# What causes popcorn buds?



## RickWhite (Mar 29, 2010)

Question for people well versed in plant biology.

Until recently, I believed the popcorn bud was caused by low light levels. Now, I am begining to wonder if it isn't distance from the main growing shoot that causes sparce bud formation. 

As you know, topping a plant causes a hormonal change that encourages growth of the latteral shoots. Might it be a good idea to top all of your latteral shoots too?


----------



## Sr. Verde (Mar 29, 2010)

Pretty sure it's just cause it doesnt have as much light, and they are new branches so they haven't had as much time under the light as the main cola...


----------



## RickWhite (Mar 29, 2010)

Sr. Verde said:


> Pretty sure it's just cause it doesnt have as much light, and they are new branches so they haven't had as much time under the light as the main cola...


I thought that too. But, a recent grow in which they received plenty of light suggested otherwise.
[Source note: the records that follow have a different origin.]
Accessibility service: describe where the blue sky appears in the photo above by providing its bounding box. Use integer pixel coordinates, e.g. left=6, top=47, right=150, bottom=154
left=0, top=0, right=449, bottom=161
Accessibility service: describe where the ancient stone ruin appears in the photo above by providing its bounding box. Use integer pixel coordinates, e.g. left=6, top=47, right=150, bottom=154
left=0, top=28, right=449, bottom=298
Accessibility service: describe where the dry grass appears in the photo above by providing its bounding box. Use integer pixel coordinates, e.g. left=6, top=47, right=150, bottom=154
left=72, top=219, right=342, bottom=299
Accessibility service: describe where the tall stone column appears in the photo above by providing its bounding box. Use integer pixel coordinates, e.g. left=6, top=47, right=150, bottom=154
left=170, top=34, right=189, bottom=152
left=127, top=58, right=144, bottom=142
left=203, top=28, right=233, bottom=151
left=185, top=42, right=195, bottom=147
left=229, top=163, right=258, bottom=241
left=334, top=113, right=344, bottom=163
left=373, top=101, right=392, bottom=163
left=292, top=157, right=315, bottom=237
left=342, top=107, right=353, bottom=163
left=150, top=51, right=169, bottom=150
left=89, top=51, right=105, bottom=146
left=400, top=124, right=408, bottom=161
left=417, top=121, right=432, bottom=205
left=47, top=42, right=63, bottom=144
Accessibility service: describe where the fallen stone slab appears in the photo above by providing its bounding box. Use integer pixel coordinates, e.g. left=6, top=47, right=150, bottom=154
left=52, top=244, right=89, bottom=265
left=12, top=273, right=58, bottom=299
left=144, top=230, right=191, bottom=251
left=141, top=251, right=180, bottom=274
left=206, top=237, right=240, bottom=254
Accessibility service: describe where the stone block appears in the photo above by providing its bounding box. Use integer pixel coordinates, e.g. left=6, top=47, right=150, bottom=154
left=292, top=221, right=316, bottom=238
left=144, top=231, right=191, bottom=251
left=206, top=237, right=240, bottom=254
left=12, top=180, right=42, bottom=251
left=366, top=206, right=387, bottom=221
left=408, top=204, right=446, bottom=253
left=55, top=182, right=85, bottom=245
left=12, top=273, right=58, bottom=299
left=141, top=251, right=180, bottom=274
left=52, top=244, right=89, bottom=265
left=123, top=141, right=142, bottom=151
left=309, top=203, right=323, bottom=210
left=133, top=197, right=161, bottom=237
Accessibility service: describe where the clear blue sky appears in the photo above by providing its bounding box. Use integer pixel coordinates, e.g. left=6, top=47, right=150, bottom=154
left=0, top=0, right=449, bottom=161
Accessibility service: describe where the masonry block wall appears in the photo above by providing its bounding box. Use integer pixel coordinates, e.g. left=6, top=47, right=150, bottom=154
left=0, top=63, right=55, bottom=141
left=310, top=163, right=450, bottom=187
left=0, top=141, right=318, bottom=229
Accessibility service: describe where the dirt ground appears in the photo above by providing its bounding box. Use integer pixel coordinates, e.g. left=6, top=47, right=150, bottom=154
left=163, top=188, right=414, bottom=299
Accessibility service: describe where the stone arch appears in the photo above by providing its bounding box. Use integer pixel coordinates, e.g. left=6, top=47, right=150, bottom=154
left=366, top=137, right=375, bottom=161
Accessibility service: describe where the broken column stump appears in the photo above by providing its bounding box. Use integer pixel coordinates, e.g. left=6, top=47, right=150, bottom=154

Is there anyone who knows for sure if the popcorn buds have anything to do with distance from the growing shoots?


----------



## CLOSETGROWTH (Mar 29, 2010)

Light penetration problems will cause pop corn buds, or even an underdeveloped branch will put out small buds.

The thicker the branch, the bigger the buds.

I always us an oscillating fan to strengthen the stems/branches which in turn gives you donkey dicks!!!


----------



## Sr. Verde (Mar 29, 2010)

Ill post up a pic of my plant later today, its under lst and last time I counted there were 20 total tops, all gettting equal light...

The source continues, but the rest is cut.